Thousands march on Wall Street for financial reform

 

NEW YORK-This city’s streets, including Wall Street, Twitter accounts and cell phone text message networks were abuzz with anti-Wall Street sentiment as tens of thousands of people participated in a demonstration, either on the ground or virtually, called by the AFL-CIO and its allies in the NAACP, National People’s Action, MoveOn and dozens of other community and labor organizations.

Unlike the tea party demonstrations, this rally reflected New York City in its size and its diversity. The crowd was white, African American, Latino, Asian, young and old, poor through middle-income, trade unionists, community organizers; everyone, aside from big bankers, was represented.

“America is about more than making just easy money,” AFL-CIO president Richard Trumka told those gathered. “It’s about more than just looking out for number one. Our lives and our livelihoods are all bound together, and we’re all paying the price for those who knew no limits to their greed.”

“The price of that greed,” he continued, “was eight and a half millions of jobs lost” and millions more that were never created.

Trumka went on to voice the rally’s three main demands: that Wall Street stop fighting reform, stop dangerous speculation, and for it to “take responsibility and clean up the mess you made.”

According to NAACP president Ben Jealous, the fight against corporate greed really began in earnest with the 2008 elections and goes hand-in-hand with the 2010 mid-term elections. “If they think that all those voters that we registered in 2008, if they think that all those young organizers that we brought out in 2008 have somehow disappeared, have somehow given up, have forgotten that change is not what happens on election day, but what we make happen every day,” Jealous said, “they’ve got something else coming.”

Jealous added that it was time to “come out of the bleachers, and into the streets.”

By the labor federation’s estimates, 15,000 people came out for the march on Wall Street under the slogan, “Good Jobs Now! Wall Street Must Pay!”

Another 16,000 “virtual marchers” made their voices clear as well, through Twitter and other social networking sites. “Finally,” one tweet read, “a populist non-tea party march replete with diversity.” Another highlighted the hypocrisy of the Tea Party movement’s talk of fighting the big banks: “10,000 people march on Wall Street today to protest for Financial Reform and not a tea party member in site! hmmmm”

This, along with other demonstrations across the country, led by labor and its allies, is being considered a beginning point to in building a bigger, broader movement that will challenge Wall Street, protect the Democratic majority in the Congress, and counter the tea parties.

Organizers are using all methods to keep people informed of upcoming demonstrations, including cell phone text messaging. Throughout the rally, organizers exhorted members of the crowd to text the word “reform” to 225568. Anyone who does will receive alerts from the AFL-CIO about upcoming demonstrations.

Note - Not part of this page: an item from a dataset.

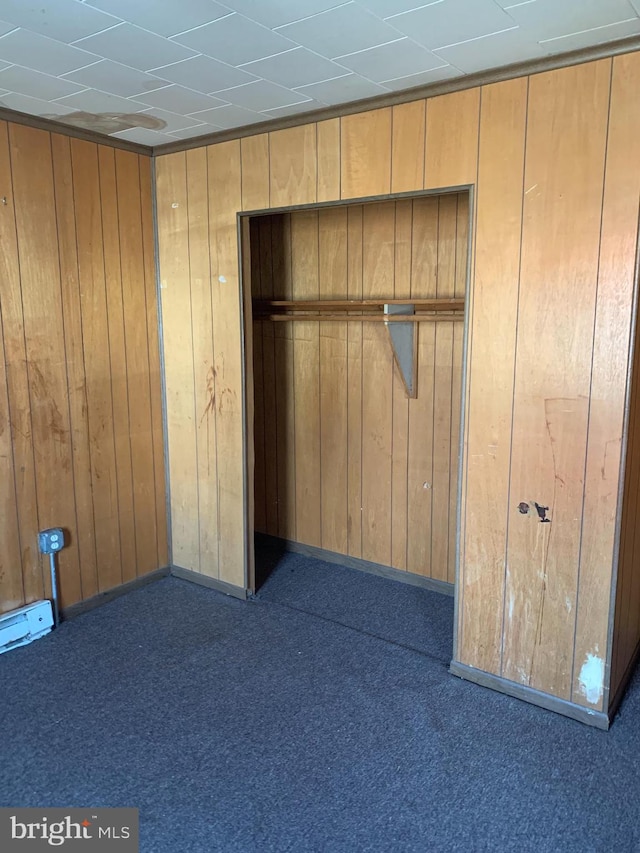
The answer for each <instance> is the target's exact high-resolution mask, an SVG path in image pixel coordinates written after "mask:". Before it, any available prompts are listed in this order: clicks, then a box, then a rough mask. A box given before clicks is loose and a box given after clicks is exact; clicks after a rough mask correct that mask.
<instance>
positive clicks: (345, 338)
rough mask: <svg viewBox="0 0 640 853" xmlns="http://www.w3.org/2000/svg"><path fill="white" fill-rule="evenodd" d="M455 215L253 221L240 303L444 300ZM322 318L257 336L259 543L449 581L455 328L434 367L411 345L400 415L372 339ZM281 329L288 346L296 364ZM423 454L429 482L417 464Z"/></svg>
mask: <svg viewBox="0 0 640 853" xmlns="http://www.w3.org/2000/svg"><path fill="white" fill-rule="evenodd" d="M460 209H462V210H463V211H464V212H466V211H467V210H468V207H467V199H466V195H463V196H460V197H459V196H457V195H451V196H447V197H445V198H443V199H441V200H438V198H429V199H419V200H416V201H413V200H411V199H407V200H401V201H397V202H387V203H376V204H367V205H355V206H344V207H339V206H338V207H331V208H326V209H321V210H318V211H310V212H304V213H302V212H292V213H290V214H286V216H285V217H283V216H282V215H274V216H272V217H257V218H256V219H254V220H252V226H251V233H252V234H253V235H254V236H253V240H252V258H251V270H252V273H251V275H252V291H253V296H254V298H255V299H257V300H264V299H265V298H268V297H271V296H273V295H275V296H276V299H275V301H276V302H282V301H284V302H285V303H286V304H288V305H292V304H293V305H295V303H296V302H300V301H301V300H305V301H308V300H309V299H310V298H312V299H313V298H316V299H317V298H318V297H319V298H320V300H322V301H326V302H328V303H330V302H331V301H332V300H338V301H339V300H341V299H342V300H345V299H349V298H353V297H362V298H363V299H364V300H368V301H372V300H375V299H376V298H377V299H378V300H386V299H396V300H397V301H401V300H402V299H404V300H409V299H412V298H413V299H416V300H418V301H419V300H423V301H424V300H428V299H435V298H436V297H437V296H438V295H439V294H443V295H444V296H451V297H453V296H454V295H455V293H456V288H458V290H459V289H460V282H459V281H458V263H459V262H461V263H462V265H463V267H464V268H465V272H466V240H467V229H466V219H464V216H462V221H463V222H464V223H465V225H464V226H460V225H459V220H460V218H461V214H460ZM458 232H459V233H460V238H461V239H462V240H463V241H464V244H465V245H464V250H463V251H461V252H460V251H458V245H457V240H458ZM461 259H463V260H461ZM462 278H463V280H464V273H463V274H462ZM280 297H285V298H284V300H283V299H281V298H280ZM328 317H329V319H328V320H327V322H323V323H322V324H319V323H317V322H316V321H310V320H307V319H305V317H304V316H300V317H298V318H296V319H295V322H290V323H275V322H267V321H263V322H262V323H261V324H259V325H260V326H261V328H260V329H258V328H257V326H258V324H256V328H257V331H256V336H257V338H258V339H259V341H260V344H259V346H260V356H259V358H258V349H257V348H256V350H255V353H254V354H255V355H256V358H255V359H254V375H255V376H256V377H258V383H259V385H258V384H256V407H257V409H261V408H263V409H264V412H263V414H262V415H261V417H262V418H263V420H259V419H257V420H256V433H255V439H256V441H255V446H256V483H255V485H256V496H257V500H258V504H259V506H258V513H257V518H258V519H259V523H261V524H262V525H263V526H262V527H257V529H258V530H259V531H260V532H267V533H272V534H273V535H276V534H277V535H279V536H283V535H284V532H283V531H285V530H286V531H287V532H288V535H287V538H291V539H296V538H297V539H299V541H303V542H304V541H305V539H303V538H302V537H306V538H307V539H316V540H317V541H319V542H321V547H323V548H326V549H327V550H330V551H333V552H335V553H343V554H347V553H352V554H355V555H357V556H361V555H365V556H364V558H365V559H369V560H372V561H374V562H377V563H382V564H384V565H391V566H394V567H395V568H400V569H402V570H405V569H407V565H408V551H409V550H410V551H411V553H410V555H409V560H410V561H411V565H412V566H413V568H412V569H411V570H412V571H416V570H417V571H418V572H420V573H422V574H427V575H428V574H429V573H430V572H431V571H432V566H433V567H434V568H433V574H434V576H437V577H439V578H440V579H447V578H449V577H450V576H451V568H452V565H453V563H454V558H455V551H456V543H455V527H456V491H457V490H456V486H457V472H458V450H457V445H456V447H455V448H452V447H451V441H452V436H453V438H454V439H455V440H456V441H457V427H456V428H455V429H454V428H453V426H452V421H453V415H452V412H453V411H454V409H455V410H456V411H457V412H458V413H459V409H460V391H461V389H460V376H461V348H460V347H459V346H458V348H457V349H456V350H454V337H453V336H454V326H455V325H458V324H454V323H452V322H451V321H450V320H445V321H444V322H442V323H440V322H438V323H437V324H435V325H436V327H437V328H440V326H442V328H443V329H445V330H446V331H444V332H443V333H442V334H440V338H439V340H440V343H439V350H438V354H437V355H436V350H435V341H436V336H437V335H438V331H437V330H434V329H431V330H426V329H423V328H422V325H419V326H418V327H417V328H418V335H419V336H422V340H423V346H422V360H421V363H420V364H419V365H418V376H419V377H422V379H421V380H420V379H419V381H422V382H423V383H424V387H425V388H427V393H425V394H423V396H422V397H420V395H419V399H417V400H415V399H414V400H409V399H408V397H407V394H406V391H405V388H404V383H403V380H402V377H401V375H400V373H399V371H398V368H397V366H396V365H395V362H394V358H393V352H392V348H391V345H390V341H389V337H388V332H387V330H386V328H385V327H384V325H383V324H382V323H375V324H374V323H371V322H368V321H367V322H363V321H362V319H361V318H360V317H351V318H350V320H351V322H349V323H346V322H344V320H343V319H341V317H340V315H339V314H334V313H330V314H328ZM381 319H383V318H382V317H381ZM285 329H286V331H287V332H288V333H290V334H291V335H293V339H294V342H295V343H294V352H293V354H290V353H289V342H288V339H287V338H286V337H285V336H284V335H283V332H284V330H285ZM459 343H461V338H460V339H459ZM454 355H455V366H456V370H457V374H456V379H455V380H454V374H453V370H454ZM291 374H293V376H294V381H293V383H292V382H291V379H290V376H291ZM456 394H457V401H456V400H455V399H454V398H455V395H456ZM411 412H412V413H411ZM425 435H429V436H430V438H429V440H428V441H426V442H425ZM292 436H293V437H292ZM434 445H435V446H434ZM434 450H435V451H436V452H437V454H438V459H437V460H436V462H434V456H435V454H434ZM424 454H426V455H427V465H428V477H427V475H426V474H425V473H424V472H423V471H422V470H421V468H420V466H419V464H417V463H418V460H419V458H420V457H421V456H422V455H424ZM434 471H435V476H434ZM291 480H294V481H295V483H297V488H295V489H292V487H291V485H290V483H291ZM425 483H426V484H427V488H425ZM409 488H411V489H412V490H413V491H412V492H411V497H410V492H409ZM414 491H415V492H416V493H417V497H415V498H414V494H413V492H414ZM433 491H435V493H436V494H437V500H438V505H437V507H433V501H432V497H431V496H432V492H433ZM292 492H293V500H291V497H292ZM425 497H426V501H425ZM271 504H272V505H273V506H271ZM425 508H426V513H425ZM432 515H433V520H432ZM425 530H426V534H425ZM452 531H453V540H454V541H453V545H451V538H452ZM318 537H319V538H318ZM450 550H451V552H452V553H451V554H450ZM432 552H433V554H432Z"/></svg>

One demonstrator said that this was “better than the tea party demonstrations.” He went to one-and only one-on April 15th, he said, because they purport to be against the “huge banks that are running this country.” He won’t return though, because “they were crazy people, racists, so busy hating Black people. I only went because there was nothing else.”

“Now,” he said, “I’m going to wait for [the AFL-CIO and other organizers of the anti-Wall Street march] to text me.”